Hi all,

I found this discussion interesting:
  http://www.bogost.com/blog/computers_are_systems_not_lang.shtml

Ian Bogost starts off by arguing that learning a programming language
shouldn't meet a curricular requirement for learning a natural
language.  That's fair enough.

However he argues on the basis that computer languages are not
languages at all.  I don't get his argument, although may well be
missing something.  I tried commenting on the blog post but it hasn't
been approved, so I thought I'd look for answers with the fine members
of PPIG.

  "If we allow computer languages, we should allow recipes. Computer
codes are specialized algorithms. So are recipes."

This seems to be confusing utterances with languages.  Recipes are
written in e.g. English.  Computer programs are written in e.g. C.

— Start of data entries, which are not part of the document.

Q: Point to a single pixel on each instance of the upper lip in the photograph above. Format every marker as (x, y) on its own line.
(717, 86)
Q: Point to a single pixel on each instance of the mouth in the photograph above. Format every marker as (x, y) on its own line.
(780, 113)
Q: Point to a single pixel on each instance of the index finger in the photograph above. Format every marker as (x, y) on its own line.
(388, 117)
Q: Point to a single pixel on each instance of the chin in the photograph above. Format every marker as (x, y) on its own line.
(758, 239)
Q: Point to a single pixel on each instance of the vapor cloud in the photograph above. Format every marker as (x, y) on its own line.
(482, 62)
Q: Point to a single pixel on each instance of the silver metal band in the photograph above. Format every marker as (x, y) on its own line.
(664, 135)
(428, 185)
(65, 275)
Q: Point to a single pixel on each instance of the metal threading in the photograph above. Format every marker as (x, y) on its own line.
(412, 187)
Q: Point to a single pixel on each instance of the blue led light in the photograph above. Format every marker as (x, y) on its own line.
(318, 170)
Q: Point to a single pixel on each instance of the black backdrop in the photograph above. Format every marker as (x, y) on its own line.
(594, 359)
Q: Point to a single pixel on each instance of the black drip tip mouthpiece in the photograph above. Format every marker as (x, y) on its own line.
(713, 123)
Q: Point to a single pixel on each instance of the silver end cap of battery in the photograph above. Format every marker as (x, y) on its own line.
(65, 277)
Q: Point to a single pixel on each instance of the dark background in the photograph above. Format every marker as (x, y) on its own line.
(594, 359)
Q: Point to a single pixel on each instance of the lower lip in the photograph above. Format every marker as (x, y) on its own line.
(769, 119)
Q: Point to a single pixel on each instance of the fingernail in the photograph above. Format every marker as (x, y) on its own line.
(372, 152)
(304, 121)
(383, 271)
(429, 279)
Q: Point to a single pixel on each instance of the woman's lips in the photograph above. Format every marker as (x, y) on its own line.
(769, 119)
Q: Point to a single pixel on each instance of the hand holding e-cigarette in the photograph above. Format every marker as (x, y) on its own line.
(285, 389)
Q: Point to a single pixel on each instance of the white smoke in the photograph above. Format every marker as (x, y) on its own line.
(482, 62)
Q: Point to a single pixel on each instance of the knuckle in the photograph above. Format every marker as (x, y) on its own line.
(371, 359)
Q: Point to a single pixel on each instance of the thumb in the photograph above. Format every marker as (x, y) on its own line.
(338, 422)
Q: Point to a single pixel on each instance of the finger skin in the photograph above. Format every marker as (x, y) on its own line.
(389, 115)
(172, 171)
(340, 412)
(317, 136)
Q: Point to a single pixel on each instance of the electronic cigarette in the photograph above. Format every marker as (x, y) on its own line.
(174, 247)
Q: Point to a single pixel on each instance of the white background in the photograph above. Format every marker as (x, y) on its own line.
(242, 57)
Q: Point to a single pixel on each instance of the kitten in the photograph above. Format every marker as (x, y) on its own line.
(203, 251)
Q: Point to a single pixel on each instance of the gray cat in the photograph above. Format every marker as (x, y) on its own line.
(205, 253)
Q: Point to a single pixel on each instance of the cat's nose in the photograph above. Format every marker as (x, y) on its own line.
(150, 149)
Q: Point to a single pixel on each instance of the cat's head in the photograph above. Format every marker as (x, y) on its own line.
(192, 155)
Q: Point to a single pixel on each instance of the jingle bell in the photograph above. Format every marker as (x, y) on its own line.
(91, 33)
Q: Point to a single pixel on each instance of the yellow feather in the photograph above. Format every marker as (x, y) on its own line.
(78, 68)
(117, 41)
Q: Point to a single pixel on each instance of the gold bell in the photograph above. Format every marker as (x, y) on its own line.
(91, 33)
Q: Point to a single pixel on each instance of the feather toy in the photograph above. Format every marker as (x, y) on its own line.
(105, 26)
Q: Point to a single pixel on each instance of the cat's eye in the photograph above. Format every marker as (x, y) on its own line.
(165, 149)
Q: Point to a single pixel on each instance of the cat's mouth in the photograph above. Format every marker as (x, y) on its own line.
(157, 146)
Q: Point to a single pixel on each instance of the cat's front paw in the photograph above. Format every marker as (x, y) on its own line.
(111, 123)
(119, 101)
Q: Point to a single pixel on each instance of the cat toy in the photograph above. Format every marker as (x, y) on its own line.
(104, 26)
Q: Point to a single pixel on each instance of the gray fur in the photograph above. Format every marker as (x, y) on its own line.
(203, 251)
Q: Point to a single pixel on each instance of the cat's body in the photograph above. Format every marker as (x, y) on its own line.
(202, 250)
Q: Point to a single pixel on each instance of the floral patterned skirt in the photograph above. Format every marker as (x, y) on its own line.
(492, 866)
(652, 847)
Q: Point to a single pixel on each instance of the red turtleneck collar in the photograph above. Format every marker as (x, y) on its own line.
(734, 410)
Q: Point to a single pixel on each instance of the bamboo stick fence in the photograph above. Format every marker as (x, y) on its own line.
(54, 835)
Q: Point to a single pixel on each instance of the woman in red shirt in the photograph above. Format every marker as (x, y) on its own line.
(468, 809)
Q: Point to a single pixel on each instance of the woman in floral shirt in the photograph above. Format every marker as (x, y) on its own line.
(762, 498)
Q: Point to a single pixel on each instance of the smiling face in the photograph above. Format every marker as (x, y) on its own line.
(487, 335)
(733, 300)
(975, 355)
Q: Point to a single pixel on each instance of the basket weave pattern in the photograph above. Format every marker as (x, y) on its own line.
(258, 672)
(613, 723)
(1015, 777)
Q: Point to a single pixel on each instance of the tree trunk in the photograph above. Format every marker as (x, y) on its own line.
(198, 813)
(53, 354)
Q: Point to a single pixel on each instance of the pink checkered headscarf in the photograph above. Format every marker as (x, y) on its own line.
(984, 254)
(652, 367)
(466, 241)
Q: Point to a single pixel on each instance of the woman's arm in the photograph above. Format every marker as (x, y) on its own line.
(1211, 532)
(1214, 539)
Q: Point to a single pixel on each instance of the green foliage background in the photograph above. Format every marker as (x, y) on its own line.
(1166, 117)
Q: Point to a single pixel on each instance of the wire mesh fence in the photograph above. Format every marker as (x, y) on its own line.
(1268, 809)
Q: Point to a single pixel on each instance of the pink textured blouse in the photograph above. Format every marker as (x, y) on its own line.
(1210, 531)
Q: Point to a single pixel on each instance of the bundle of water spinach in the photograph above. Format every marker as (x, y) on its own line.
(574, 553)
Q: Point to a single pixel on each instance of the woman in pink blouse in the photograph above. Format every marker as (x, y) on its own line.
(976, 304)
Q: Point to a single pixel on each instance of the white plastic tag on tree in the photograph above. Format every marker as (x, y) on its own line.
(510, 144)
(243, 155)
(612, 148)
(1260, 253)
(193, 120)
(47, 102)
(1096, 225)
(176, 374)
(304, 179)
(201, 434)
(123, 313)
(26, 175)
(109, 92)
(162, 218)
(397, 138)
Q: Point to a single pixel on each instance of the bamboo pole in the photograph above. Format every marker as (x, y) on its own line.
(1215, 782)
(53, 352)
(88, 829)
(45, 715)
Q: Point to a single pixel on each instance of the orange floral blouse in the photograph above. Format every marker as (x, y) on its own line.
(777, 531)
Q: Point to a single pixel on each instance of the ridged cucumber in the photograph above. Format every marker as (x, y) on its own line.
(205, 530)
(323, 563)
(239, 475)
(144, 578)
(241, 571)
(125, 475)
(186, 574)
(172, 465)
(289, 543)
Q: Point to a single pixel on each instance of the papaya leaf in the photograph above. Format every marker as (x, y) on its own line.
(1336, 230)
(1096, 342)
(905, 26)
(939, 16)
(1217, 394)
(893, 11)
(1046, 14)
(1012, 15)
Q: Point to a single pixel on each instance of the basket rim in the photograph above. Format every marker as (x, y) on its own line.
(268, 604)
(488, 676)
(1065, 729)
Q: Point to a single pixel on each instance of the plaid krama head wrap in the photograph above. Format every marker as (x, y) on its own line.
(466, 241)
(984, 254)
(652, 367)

  "the ability to translate natural languages doesn't really translate
(as it were) to computer languages"

It clearly does.  The point is made in the comments, that you can
translate between computer languages, either literally or
idiomatically.  You cannot easily translate from English to C, because
English is full of symbolic reference e.g. to the body and its
environment, the nuances of which are difficult to capture with
computer modelling.  But I contend that it is possible.

I also don't see how talking about a computer language as if it were
natural language a mixed metaphor, if anything isn't that just plain
metaphor?

>From the comments:
  "[programming code is] done IN language, but it ISN'T language"

You could say the same of poetry, surely?  I really don't understand
what is being got at here.  Poetry is done in language, but part of
the power is to reach beyond language in new directions.  Likewise
code is done in language, but you can define new languages within it.

But then I notice that it's the Cognitive Dimensions of *Notations*,
not of languages.  I had assumed that was because programming notation
includes not only language but other aspects such as secondary
notation, colour highlighting, editor features and so on.  But am I
wrong?  Am I missing the basis of a general understanding that
computer languages aren't really languages?  If so, I am ready to be
enlightened :)

Best wishes

alex

p.s. Is the PPIG meeting in Sheffield in April still going ahead?